Beaucoup d’ornithologues sont eux aussi surpris quand ils apprennent que le Pigeon colombin est assez commun à Paris : c’est un oiseau qui niche dans des trous d’arbres en forêt, donc, en voir dans les vieux parcs parisiens, pourquoi pas ? Mais sur les toits ou les antennes (où ne viennent quasiment jamais les pigeons communs) , ça c’est impossible ! Et pourtant….. quand on en a pris l’habitude, on remarque assez facilement ce petit pigeon très élégant en train de faire des courbettes devant sa femelle et inspecter les pots de cheminée pour y nicher .
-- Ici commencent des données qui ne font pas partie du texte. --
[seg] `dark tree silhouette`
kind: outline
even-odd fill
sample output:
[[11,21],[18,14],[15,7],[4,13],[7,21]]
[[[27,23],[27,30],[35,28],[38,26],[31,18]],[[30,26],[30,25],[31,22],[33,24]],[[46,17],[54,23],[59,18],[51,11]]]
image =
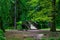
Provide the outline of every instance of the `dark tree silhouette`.
[[5,32],[5,29],[3,27],[3,21],[2,21],[2,18],[0,17],[0,29]]
[[52,7],[53,7],[53,10],[52,10],[52,26],[51,26],[51,29],[50,31],[52,32],[55,32],[56,31],[56,24],[55,24],[55,18],[56,18],[56,0],[52,0]]

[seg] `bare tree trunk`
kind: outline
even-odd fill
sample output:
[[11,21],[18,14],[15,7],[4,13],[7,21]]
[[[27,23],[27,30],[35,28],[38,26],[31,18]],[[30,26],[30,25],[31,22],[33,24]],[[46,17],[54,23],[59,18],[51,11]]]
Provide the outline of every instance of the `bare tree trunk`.
[[52,0],[52,7],[53,7],[53,10],[52,10],[52,26],[51,26],[51,29],[50,31],[52,32],[55,32],[56,31],[56,24],[55,24],[55,18],[56,18],[56,0]]
[[3,27],[3,22],[2,22],[2,18],[0,17],[0,29],[5,32],[5,29]]
[[17,10],[16,10],[16,0],[15,0],[15,11],[14,11],[14,29],[16,29],[17,27],[16,27],[16,12]]

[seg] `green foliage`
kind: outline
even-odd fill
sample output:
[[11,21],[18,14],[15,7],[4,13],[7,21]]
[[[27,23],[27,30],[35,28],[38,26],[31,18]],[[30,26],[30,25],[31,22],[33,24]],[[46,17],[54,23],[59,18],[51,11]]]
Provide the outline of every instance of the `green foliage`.
[[4,32],[0,30],[0,40],[5,40]]

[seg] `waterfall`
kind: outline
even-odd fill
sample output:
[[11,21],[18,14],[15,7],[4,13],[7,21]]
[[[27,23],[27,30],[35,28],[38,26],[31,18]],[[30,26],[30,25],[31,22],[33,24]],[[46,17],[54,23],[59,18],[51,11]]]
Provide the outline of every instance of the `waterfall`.
[[33,24],[30,24],[31,29],[37,29]]

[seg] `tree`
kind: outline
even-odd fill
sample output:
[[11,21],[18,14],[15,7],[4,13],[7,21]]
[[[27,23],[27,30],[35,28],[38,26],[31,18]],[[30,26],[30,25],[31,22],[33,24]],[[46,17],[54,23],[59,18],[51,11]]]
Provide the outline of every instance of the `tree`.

Parmi les oiseaux communs, les merles , corneilles (ce ne sont pas des corbeaux !) et pies sont connus de tous, les mésanges bleue et charbonnière sans doute aussi, surtout si on a mis un peu de graisse sur le rebord de sa fenêtre….mais qui a déjà remarqué l’accenteur ?

Accenteur chantant Londres red
 Le chant de l'Accenteur permet souvent de le repérer !

Et pourtant, il y a de bonne chance que vous l’ayez déjà vu se faufiler dans le buisson à côté de chez vous sans y faire attention ! A partir de février, vous pouvez surtout le remarquer en train de chanter de sa voix aigrelette, perché sur un buisson ou au sommet d’un immeuble. Il apprécie spécialement les jardins suspendus ou terrasses plantées qui se multiplient à Paris depuis quelques années .Autre oiseau des buissons, le Troglodyte, minuscule boule de plumes brunes avec une petite queue qui rebique mais dotée d’une voix explosive, est moins fréquent que l’accenteur, mais on le trouve dans tous les parcs ou espaces verts dotés d’une quantité suffisante de buissons.

Les bâtiments ont aussi leurs espèces attitrées : en plus des colombins, pigeons et moineaux déjà cités, les constructions sont nécessaires pour les nids de 4 espèces :

- le Martinet noir qui pose ses œufs dans un trou de mur, souvent sous un toit

- l’Hirondelle de fenêtre qui construit son nid en terre sous une avancée du toit, dans une moulure d’une façade ou sous un balcon (ou même un pont…..allez voir le Pont-Neuf à la bonne saison !)

- l’Etourneau sansonnet qui a besoin aussi d’un trou, d’arbre ou de construction, peu importe !

- le Rougequeue noir qui retrouve semble-t-il dans nos façades le souvenir de ses falaises d’origine…

Etourneaux  Londres red

Etourneaux se precipitant sur la nourriture... 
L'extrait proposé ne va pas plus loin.